The Ministry of Agriculture is seeking for Shs 5 billion in preparation for the Desert Locust which may invade the country followings swarms in the neighboring countries of Ethiopia, Kenya, Sudan, Eritrea, and Somalia.

According to Minister of State for Agriculture, Animal Industry and Fisheries Aggrey Bagiire, he said funds will cater for aircraft fuel, pesticides for control, provide for ground spray equipment and spray teams and to continuously create awareness to the population in case of an invasion.

Uganda is a member of the Desert Locust Control Organization for Eastern Africa (DLCO EA) and is currently closely working and sharing information on the current status of the desert Locust in the Region.

The Ministry urged the country not to panic saying they are following up developments and control efforts in Kenya and ready to handle any outbreak.

By October 2019, the Desert Locust situation had worsened in Ethiopia, Sudan, Eritrea, and Somalia and the governments had instituted aerial spray control operations with support from DLCOEA and other Development partners.

As earlier predicted by FAO experts, the Locusts invaded North Eastern Kenyan County of Mandera by December 2019. Currently they have spread to the six Counties of Mandera, Marsabit, Wajir, Garissa, Meru and Isiolo.
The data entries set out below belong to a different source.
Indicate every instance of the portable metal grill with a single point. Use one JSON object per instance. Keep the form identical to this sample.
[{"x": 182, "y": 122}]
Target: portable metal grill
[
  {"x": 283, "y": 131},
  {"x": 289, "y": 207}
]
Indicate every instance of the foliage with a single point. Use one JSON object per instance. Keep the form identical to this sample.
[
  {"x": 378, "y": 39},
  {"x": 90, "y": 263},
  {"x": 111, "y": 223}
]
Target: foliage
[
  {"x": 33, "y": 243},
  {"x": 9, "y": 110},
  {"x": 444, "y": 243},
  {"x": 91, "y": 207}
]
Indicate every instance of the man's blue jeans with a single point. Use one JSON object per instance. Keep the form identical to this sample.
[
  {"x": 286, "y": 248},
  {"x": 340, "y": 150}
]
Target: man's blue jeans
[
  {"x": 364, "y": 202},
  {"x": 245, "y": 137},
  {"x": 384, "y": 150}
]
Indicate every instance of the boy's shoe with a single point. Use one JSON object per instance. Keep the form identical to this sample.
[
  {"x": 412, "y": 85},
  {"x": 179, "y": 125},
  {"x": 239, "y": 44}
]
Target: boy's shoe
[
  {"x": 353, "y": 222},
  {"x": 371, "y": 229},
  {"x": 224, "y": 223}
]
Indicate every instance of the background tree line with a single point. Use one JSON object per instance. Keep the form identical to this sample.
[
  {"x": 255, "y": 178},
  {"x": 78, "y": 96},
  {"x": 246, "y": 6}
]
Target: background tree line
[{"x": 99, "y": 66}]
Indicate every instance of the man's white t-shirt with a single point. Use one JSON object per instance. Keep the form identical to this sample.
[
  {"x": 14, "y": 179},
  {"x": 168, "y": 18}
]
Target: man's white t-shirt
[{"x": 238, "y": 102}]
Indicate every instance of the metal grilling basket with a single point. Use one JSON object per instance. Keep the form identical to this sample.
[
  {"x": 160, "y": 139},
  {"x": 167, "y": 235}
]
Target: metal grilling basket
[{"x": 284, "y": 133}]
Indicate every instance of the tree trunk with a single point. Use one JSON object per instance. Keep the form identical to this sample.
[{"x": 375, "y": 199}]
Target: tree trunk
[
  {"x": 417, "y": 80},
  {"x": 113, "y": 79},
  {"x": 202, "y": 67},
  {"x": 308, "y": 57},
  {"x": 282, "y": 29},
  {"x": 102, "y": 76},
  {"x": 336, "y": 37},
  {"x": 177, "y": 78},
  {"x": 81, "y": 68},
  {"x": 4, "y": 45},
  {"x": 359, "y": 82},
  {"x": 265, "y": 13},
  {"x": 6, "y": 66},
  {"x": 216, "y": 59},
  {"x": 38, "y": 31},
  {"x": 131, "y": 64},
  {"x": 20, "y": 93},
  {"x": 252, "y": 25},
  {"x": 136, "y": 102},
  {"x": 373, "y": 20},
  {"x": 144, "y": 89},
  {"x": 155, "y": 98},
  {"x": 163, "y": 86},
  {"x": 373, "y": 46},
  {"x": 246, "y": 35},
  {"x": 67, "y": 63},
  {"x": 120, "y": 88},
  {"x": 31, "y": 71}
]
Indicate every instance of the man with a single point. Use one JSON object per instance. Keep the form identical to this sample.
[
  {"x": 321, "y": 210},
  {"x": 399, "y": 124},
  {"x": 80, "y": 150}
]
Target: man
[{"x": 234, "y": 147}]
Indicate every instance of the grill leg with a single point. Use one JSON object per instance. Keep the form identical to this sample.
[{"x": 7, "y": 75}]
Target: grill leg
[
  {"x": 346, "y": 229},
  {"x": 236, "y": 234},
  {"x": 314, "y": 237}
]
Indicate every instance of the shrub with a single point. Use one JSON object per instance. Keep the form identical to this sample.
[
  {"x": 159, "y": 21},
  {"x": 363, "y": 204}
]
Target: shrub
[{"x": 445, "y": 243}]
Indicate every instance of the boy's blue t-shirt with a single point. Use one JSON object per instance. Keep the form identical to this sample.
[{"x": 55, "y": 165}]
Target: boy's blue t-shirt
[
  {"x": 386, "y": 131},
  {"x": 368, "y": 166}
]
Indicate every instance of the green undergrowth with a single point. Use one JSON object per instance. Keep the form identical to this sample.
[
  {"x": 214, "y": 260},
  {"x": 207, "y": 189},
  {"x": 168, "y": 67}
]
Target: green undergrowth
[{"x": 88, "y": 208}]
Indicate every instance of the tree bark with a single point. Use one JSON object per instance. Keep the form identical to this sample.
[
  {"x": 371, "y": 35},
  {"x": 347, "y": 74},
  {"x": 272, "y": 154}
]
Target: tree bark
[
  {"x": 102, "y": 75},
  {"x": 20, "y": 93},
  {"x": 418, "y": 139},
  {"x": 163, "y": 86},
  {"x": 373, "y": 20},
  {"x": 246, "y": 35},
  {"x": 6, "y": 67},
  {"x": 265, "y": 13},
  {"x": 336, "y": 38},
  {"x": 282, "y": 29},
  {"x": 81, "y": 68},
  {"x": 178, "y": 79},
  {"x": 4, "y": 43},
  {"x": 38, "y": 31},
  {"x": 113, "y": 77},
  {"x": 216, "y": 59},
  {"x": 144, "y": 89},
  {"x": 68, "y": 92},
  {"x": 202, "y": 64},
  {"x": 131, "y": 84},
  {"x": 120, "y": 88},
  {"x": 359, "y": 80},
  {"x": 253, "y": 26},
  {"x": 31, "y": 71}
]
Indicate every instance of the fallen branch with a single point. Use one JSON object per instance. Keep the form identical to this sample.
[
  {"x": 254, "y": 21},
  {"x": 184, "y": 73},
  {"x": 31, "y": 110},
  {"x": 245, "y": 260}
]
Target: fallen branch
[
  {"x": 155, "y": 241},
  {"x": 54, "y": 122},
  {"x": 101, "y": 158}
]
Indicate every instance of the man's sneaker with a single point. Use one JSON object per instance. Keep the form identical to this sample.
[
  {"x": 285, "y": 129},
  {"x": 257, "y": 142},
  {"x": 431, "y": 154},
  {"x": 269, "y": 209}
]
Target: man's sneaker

The Kenyan government working with DLCOEA and partners has instituted control operations to suppress the population and stop further spread.

About Desert Locust

Desert Locust is a species of short- horned grasshopper family. It is characterized by its nature of high mobility and broad spectrum feeding habits.

Locusts have ability to alter their behavior, colour, size and shape. When the population density is low, locusts behave as individuals, when the population is high, they swarm and migrate. The locust life cycle comprises three stages of egg, hopper and adult and it lives a total of three to six months.

In Solitary phase, the Desert Locust lives individual life until it rains with availability of vegetation, the females lay eggs. Desert Locusts usually fly with the wind and swarms can travel five to 150 km or more a day depending on weather conditions and normally taking off two to three hours after sunrise in warm weather and four to six hours in cool weather.

Locust swarms vary from less than one km2 to several hundred km2. There can be at least 40 to 80 million locusts in each km2 of swarm. Coupled with its amazing ability to build up and multiply to colossal numbers, a locust can eat its own weight in fresh food. Half million locusts weigh about 1 ton and they can eat about one ton of food enough to feed 2500 people.